How’s your testosterone?

Testosterone levels peak by early adulthood and drop as you age

You can blame the advertising campaigns that promise to restore youthful vigor, perhaps, but many men of a certain age start to worry if they are losing their manliness. They may be concerned that given the green light by their partner, they may not be able to get off the starting line.

Testosterone is the hormone that gives men their manliness. Produced by the testicles, it is responsible for male characteristics like a deep voice, muscular build, and facial hair. Testosterone also fosters the production of red blood cells, boosts mood, keeps bones strong, and aids thinking ability.

After age 30, most men begin to experience a gradual decline in testosterone — about one percent to two percent a year. A decrease in sex drive sometimes accompanies the drop in testosterone, leading many men to mistakenly believe that their loss of interest in sex is simply due to getting older.

Low testosterone levels can lead to sexual dysfunction and impotence. Erectile dysfunction can seriously hamper a man’s sexual relationship. Also, it can lead to a psychological dilemma such as low self-esteem, denial and depression.

“”Some say it’s just a part of aging, but that’s a misconception,” says a urologist at Oregon Health and Science University in Portland. A gradual decline in testosterone can’t explain a near-total lack of interest in sex, for example. And for men who are in their 20s, 30s, and early 40s and having erectile problems, other health problems may be a bigger issue than aging.

As men reach their 50s and beyond, this may lead to signs and symptoms, such as impotence or changes in sexual desire, depression or anxiety, reduced muscle mass, less energy, weight gain, anemia and hot flashes. While falling testosterone levels are a normal part of aging, certain conditions can hasten the decline.

These include: injury or infection, chemotherapy or radiation treatment for cancer medications, especially hormones used to treat prostate cancer and corticosteroid drugs. Also causing low testosterone levels are chronic illness, stress, alcoholism and obesity.

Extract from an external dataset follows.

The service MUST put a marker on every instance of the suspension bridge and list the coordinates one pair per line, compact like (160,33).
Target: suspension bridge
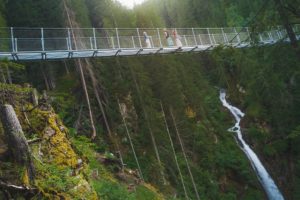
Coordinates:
(29,44)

A man’s general health also affects his testosterone levels. For instance, being overweight, having diabetes or thyroid problems, and taking certain medications, such as glucocorticoids and other steroids, can affect levels. Therefore, simply having low levels does not always call for taking extra testosterone.

Hypogonadism is a disease in which the body is unable to produce normal amounts of testosterone due to a problem with the testicles or with the pituitary gland that controls the testicles. Testosterone replacement therapy can improve the signs and symptoms of low testosterone in these men. Doctors may prescribe testosterone as injections, pellets, patches or gels.

Men can experience many signs and symptoms as they age, and some may occur as a result of lower testosterone levels. These can include:

  • Changes in sexual function. This may include reduced sexual desire, fewer spontaneous erections — such as during sleep — and infertility.
  • Changes in sleep patterns. Sometimes low testosterone causes insomnia or other sleep disturbances.
  • Physical changes. Various physical changes are possible, including increased body fat, reduced muscle bulk and strength, and decreased bone density. Swollen or tender breasts (gynecomastia) and hair loss are possible. You may experience hot flashes and have less energy than you used to.
  • Emotional changes. Low testosterone may contribute to a decrease in motivation or self-confidence. You may feel sad or depressed, or have trouble concentrating or remembering things.

A blood test is the only way to diagnose a low testosterone level. Doctors diagnose low testosterone based on a physical exam, a review of symptoms, and the results of multiple blood tests since levels can fluctuate daily. If your doctor diagnoses low testosterone, other tests may be considered before therapy. For example, low testosterone can speed bone loss, so your doctor may recommend a bone density test to see whether you also need treatment for osteoporosis.

The possibilities of testosterone therapy are enticing — increase your muscle mass, sharpen your memory and concentration, boost your libido, and improve your energy level. As you get older, testosterone therapy may sound like the ultimate anti-aging formula. Yet the health benefits of testosterone therapy for age-related decline in testosterone aren’t as clear as they may seem.

Prostate cancer is a concern, as testosterone can fuel its growth. The Endocrine Society recommends against testosterone supplementation in men who have prostate cancer or have a prostate nodule that can be felt during a digital rectal exam.

It is possible to have low levels and not experience symptoms. If you wonder whether your testosterone level is low or if therapy might be right for you, talk with your doctor about the risks and benefits. If your doctor can identify the source for declining levels — for instance, weight gain or certain medication — he or she may first address that problem. A medical condition that leads to an unusual decline in testosterone may be a reason to take supplemental testosterone. But treating normal aging with testosterone therapy is not currently advisable.